Key things to consider when you remortgage
The mortgage market in the UK can be confusing, especially when it is time to remortgage. As part of a study published in March 2019, the FCA reported that 30% of consumers could have found cheaper mortgage deals and were on average paying £550 pounds more than they should. To help you become more informed about the process, here are 8 things to consider next time your looking to switch mortgage deals.
1. Mortgage deal type – you will need to decide whether you would like a repayment mortgage or an interest only product. For repayment mortgages you pay off the capital and interest, whilst on an interest only mortgage you don’t pay off any of the original loan. In addition, there are different mortgage types e.g. fixed, tracker, discount, offset, flexible mortgages etc. that are available to you.
2. Length of the deal period – consider how long you want to be tied to your mortgage deal for. With longer term deals, a lot can change in terms of your personal circumstances, your financial goals and the deals that are available in the market. If you are tied for too long and you decide you want to leave, then you will be charged a penalty to get out of the deal.
3. Moving home – if you are planning to move home in the next few years, then it may make sense for you to get a mortgage that allows you to easily port your mortgage to your new property without having to pay fees.
4. Increase your deposit – the more equity you have in your home, the better deals you are likely to have access to if you drop below the lenders LTV thresholds. When you are remortgaging, it is a good time to consider whether you want to increase your deposit to help improve your LTV and benefit from having to pay less interest on the loan.

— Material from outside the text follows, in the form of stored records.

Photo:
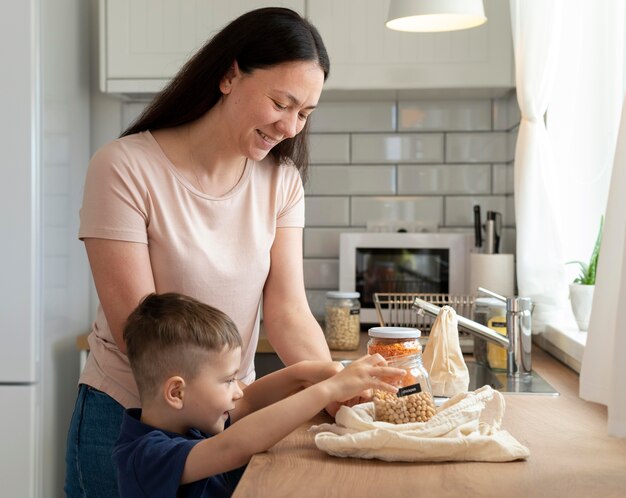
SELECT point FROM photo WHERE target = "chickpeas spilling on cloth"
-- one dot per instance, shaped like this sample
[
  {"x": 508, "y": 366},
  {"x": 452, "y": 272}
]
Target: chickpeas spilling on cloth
[{"x": 418, "y": 407}]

5. Early repayment charges – be aware of any early repayment charges that you may be required to pay as a result of switching your mortgage. If you are unsure, you can find out by asking your lender, checking your mortgage offer document or looking online.
6. Fees – there are a number of fees you can be subject to when remortgaging, either enforced by the lender itself or by a mortgage broker should you decide to use an intermediary.
If you use a mortgage broker, there are plenty of advisors in the market who will provide you with free advice, as they get paid a commission by the lender for arranging the mortgage.
Lenders tend to have arrangement fees, to be able to get on a new product. So whilst you may have a product with a lower interest rate, once you take into consideration the fees, you might be better off selecting another deal or sticking to your existing product. Other fees you could be subject to include valuation and legal fees. Again, there are products that come without fees, so do take this into consideration when selecting your product. Your lender may also charge an exit fee to cover administration costs of closing your mortgage account.
7. Loan amount – you can decide whether you want to borrow the same amount, more or less when you’re remortgaging. You may want to borrow more for debt consolidation or home improvements. You may decide to borrow less if you want to save money by paying off your mortgage more quickly. If your mortgage is £50,000 or less, it may not make sense to switch lenders as savings might not outweigh the fees. Some lenders will not take on mortgages below £25,000.
8. Credit rating – lenders run credit checks to make sure you can afford the mortgage. If you have recently missed a payment on your credit card, mortgage, utility or mobile phone bill, it may make it more difficult for you to switch to a better deal.